Belting or chains work well for brush hog safety as long at it's not the lite duty stuff. A good source for belting is a rock quarry if you have one close. They usually have old torn belts in their scrap pile that have been replaced. USUALLY, for a small length they will give it to you. It's super tough and comes in several thicknesses. Get the thickest available. Most of it is at least 1/2" or 5/8". To mount it, just get a piece of 1/8"x1 1/2" or larger strap and drill some holes in both the strap and the mower. Put the belting between and bolt solid. It will do a good job and is easy to do.......


----------



## Brian

*Pictures*

Slipshod did you ever get the pictures of the rubber?


----------



## Chris

Nope no pictures of the rubber yet --- and none from my cajun critter, Jody ----  

Andy


----------



## jodyand

Where do you want to meet i have some belting here at the house if you want it.
Jody


----------



## slipshod

*crs*

I have a touch of it. I will get some pics. first time me and my camera are at the hog


----------



## Brian

*pictures*

Slipshod,
any pictures yet?


----------



## Brian

Any pics yet Slipshod??


----------



## Live Oak

I think Slip's way of using belting is the least expensive and effective way. If you can find a farmer who is changing out his belts in his round baler; that might be a good source of belting material. 

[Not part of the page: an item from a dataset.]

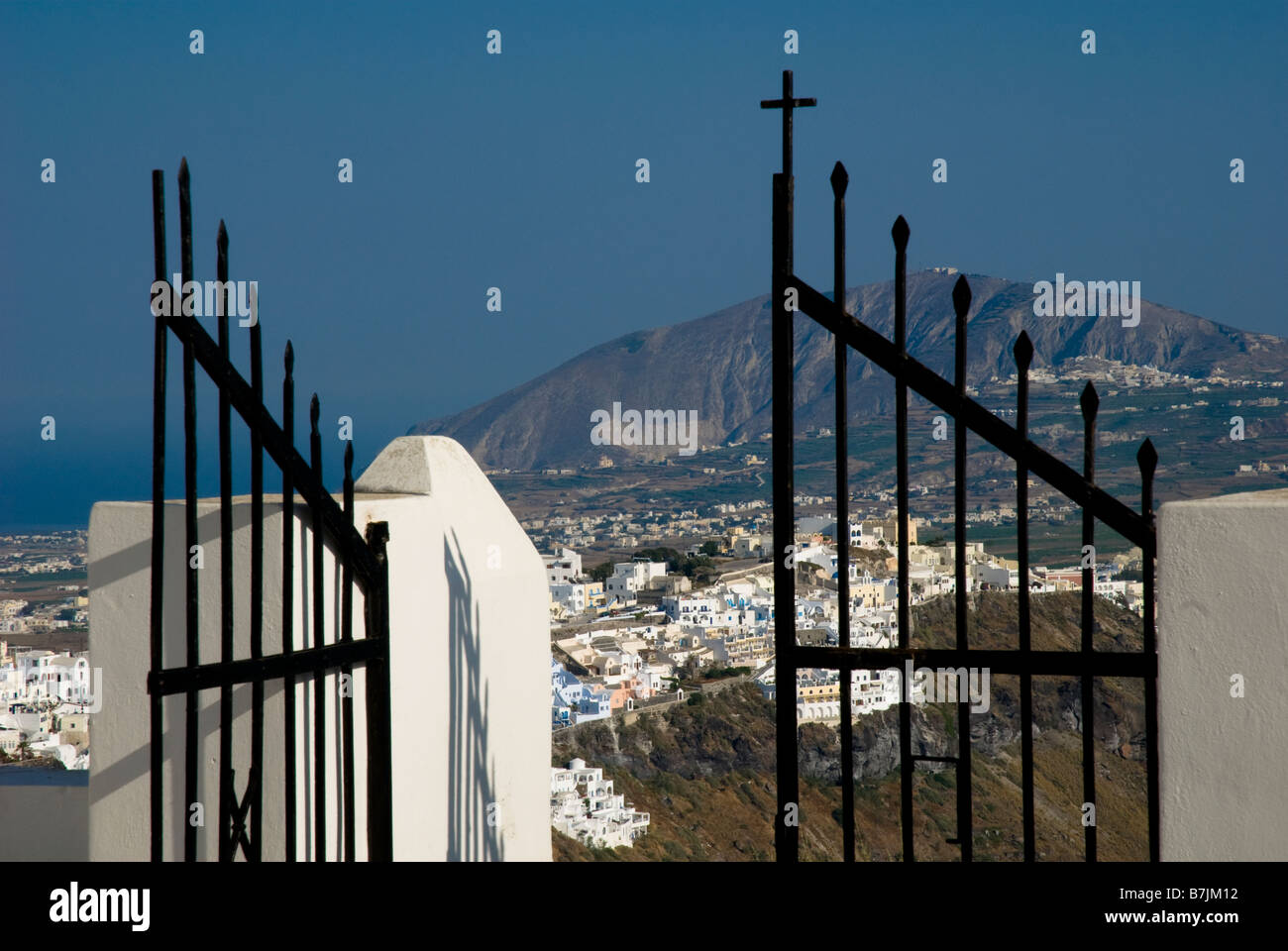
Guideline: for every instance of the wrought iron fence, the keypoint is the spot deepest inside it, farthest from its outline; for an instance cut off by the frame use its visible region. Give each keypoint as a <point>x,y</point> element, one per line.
<point>362,561</point>
<point>1029,459</point>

An issue with belting is that it can sometimes get caught or snagged and get ripped off if you are not careful. This is where a chain guard has an advantage but they are a LOT more expensive. 

Below are some picture examples of some home made chain guards that I have come across on the internet over time. With some angle iron, steel rod, chain, and attaching hardware you can make your own but there will be some serious elbow grease involved drilling holes and cutting chain & rod.


----------



## Live Oak

Here is another example


----------



## Fordfarm

I have had both chain and belt guards on my hogs. I have never had a belt come apart or lose a chunk. I have, however, had SEVERAL links of chain come flying off! I use belting from asphalt plants, it works great and lasts forever!


----------



## chrpmaster

FF are you talking about conveyor belts from an asphalt plant??


----------